Dr Costantino Iadecola, Director of the Brain and Mind Research Institute at Weill Cornell Medical College, introduced ‘Stroke research at a crossroad: Where are we headed?’, providing us with an overview of some problems we face in research, and what we now need to do.
Dr Iadecola described some systemic responses to stroke, such as the key role of immunity and the infiltration of blood-borne cells into the post-ischemic brain.
With its protective-, destructive- and repair-promoting role, the immune response can be thought of as a ‘double-edged sword’; both making things worse and better in terms of the outcomes of ischemia.
Dr Iadecola also discussed the issue of post-stroke dementia; one third of patients have persistent cognitive decline post-stroke, and we know very little of the mechanisms involved.
Questions still remain such as ‘What does stroke do to the progression of pre-existing dementia?’. He concluded by arguing the importance of obtaining more data on these areas to support our ideas and move away from speculation, and that we still have a lot of work to do.
Dr Ángel Chamorro from the University of Barcelona continued with a presentation on ‘A radical approach to counteract free radicals in acute stroke therapy’. Free radicals, or reactive oxygen species, are produced following ischemic stroke, causing cellular damage.
To date, over 1,000 neuroprotective drug candidates have failed to show promise in reducing this damage in stroke, but Dr Chamorro argued that we should keep going; neuroprotection and counteracting the damaging effects of oxygen is an important avenue of research.
He discussed new findings demonstrating that
uric acid could improve glucose-driven oxidative stress in human ischemic stroke, and concluded by saying that for him, uric acid is a very appealing new drug candidate in stroke.
The long term effects and improving rehabilitation
Depression, cognitive impairment, impaired motor function and balance, and visual and communication problems have all been reported as long-term outcomes of stroke.
Around one third of people who survive are left with a permanent disability.

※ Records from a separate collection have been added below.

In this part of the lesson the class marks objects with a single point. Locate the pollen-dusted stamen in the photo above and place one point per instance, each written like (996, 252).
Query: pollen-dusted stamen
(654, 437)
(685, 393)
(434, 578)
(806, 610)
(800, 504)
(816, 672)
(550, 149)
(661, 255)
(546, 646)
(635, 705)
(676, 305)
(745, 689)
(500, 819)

Another interesting aspect of the meeting was an update on some of the research taking place into rehabilitation and recovery, and what we could do to improve the lives of those who have had a stroke.
Post-stroke depression
Suicide is a rare but serious outcome of stroke, yet post-stroke depression and suicide is a relatively under-studied topic.

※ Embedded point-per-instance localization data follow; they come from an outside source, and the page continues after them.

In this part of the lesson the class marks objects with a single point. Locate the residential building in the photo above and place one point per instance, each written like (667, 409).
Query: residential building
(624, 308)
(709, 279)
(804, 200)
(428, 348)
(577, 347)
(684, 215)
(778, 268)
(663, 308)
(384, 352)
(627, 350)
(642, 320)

Dr Marie Eriksson and colleagues presented a
socioeconomic and nationwide perspective on this from Sweden, giving us an overview of data analysed from
Riksstroke, the Swedish Stroke Register.
Looking at over 220,000 stroke patients, Eriksson and colleagues found that suicide was more common in men than women, and saw that there was a 5-fold inreased risk of suicide in patients under 55 years of age with post-stroke depression, in comparison to the general population of Sweden.

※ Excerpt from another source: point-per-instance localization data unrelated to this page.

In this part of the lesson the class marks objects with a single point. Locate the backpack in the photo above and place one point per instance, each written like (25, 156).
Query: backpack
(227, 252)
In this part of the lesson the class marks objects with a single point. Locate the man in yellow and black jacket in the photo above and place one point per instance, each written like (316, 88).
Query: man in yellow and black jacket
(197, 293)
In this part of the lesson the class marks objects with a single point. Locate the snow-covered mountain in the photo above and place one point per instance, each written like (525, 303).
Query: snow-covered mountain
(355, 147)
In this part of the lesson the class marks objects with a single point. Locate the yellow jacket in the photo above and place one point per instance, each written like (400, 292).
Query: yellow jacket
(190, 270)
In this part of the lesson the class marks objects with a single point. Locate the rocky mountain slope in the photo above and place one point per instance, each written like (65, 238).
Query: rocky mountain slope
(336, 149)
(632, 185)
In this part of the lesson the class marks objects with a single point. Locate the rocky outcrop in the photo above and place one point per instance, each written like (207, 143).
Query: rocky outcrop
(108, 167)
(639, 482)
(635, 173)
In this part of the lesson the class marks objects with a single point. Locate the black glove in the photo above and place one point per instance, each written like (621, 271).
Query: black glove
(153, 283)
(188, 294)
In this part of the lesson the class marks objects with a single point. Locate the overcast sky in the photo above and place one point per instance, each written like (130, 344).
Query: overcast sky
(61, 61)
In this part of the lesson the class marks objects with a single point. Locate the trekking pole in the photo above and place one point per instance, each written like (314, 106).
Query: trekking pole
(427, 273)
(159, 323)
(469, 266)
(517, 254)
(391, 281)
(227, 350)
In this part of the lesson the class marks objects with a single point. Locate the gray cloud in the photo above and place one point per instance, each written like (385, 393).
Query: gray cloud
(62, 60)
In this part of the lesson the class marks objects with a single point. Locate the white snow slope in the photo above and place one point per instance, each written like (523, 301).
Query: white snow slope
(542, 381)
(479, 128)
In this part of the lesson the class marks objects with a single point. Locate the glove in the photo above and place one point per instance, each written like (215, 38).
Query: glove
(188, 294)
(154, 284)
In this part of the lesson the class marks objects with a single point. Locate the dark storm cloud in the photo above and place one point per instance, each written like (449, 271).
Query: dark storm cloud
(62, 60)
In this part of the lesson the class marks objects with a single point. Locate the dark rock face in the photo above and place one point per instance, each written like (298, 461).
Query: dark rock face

Socioeconomic position was also associated with an increased risk of suicide, for example having a lower income, or living alone. Dr Eriksson concluded by emphasising the importance of noticing these risks and considering suicide interventions in high risk groups, as part of post-stroke care.
Physical rehabilitation
There was also an array of presentations on the work being done to improve physical mobility after stroke, including a talk from
Dr Friedhelm Hummel on research aimed at understanding the brain networks involved in motor function recovery in the hand.
Meanwhile, Dr Lucy Jones from the University of Strathclyde presented on an early study looking at whether 3D visual feedback technologies could assist upper limb rehabilitation in patients, by allowing them and their therapists to assess their movement in real-time.
Another fast-developing area of research in rehabilitation is the use of robotics.
Dr Hermano Igo Kreps from MIT gave us a fascinating insight into the way that robotics are helping clinicians to be more effective and efficient in delivering patient care, and showed some exciting videos of the new robots under development to assist recovery of leg and ankle movement post-stroke.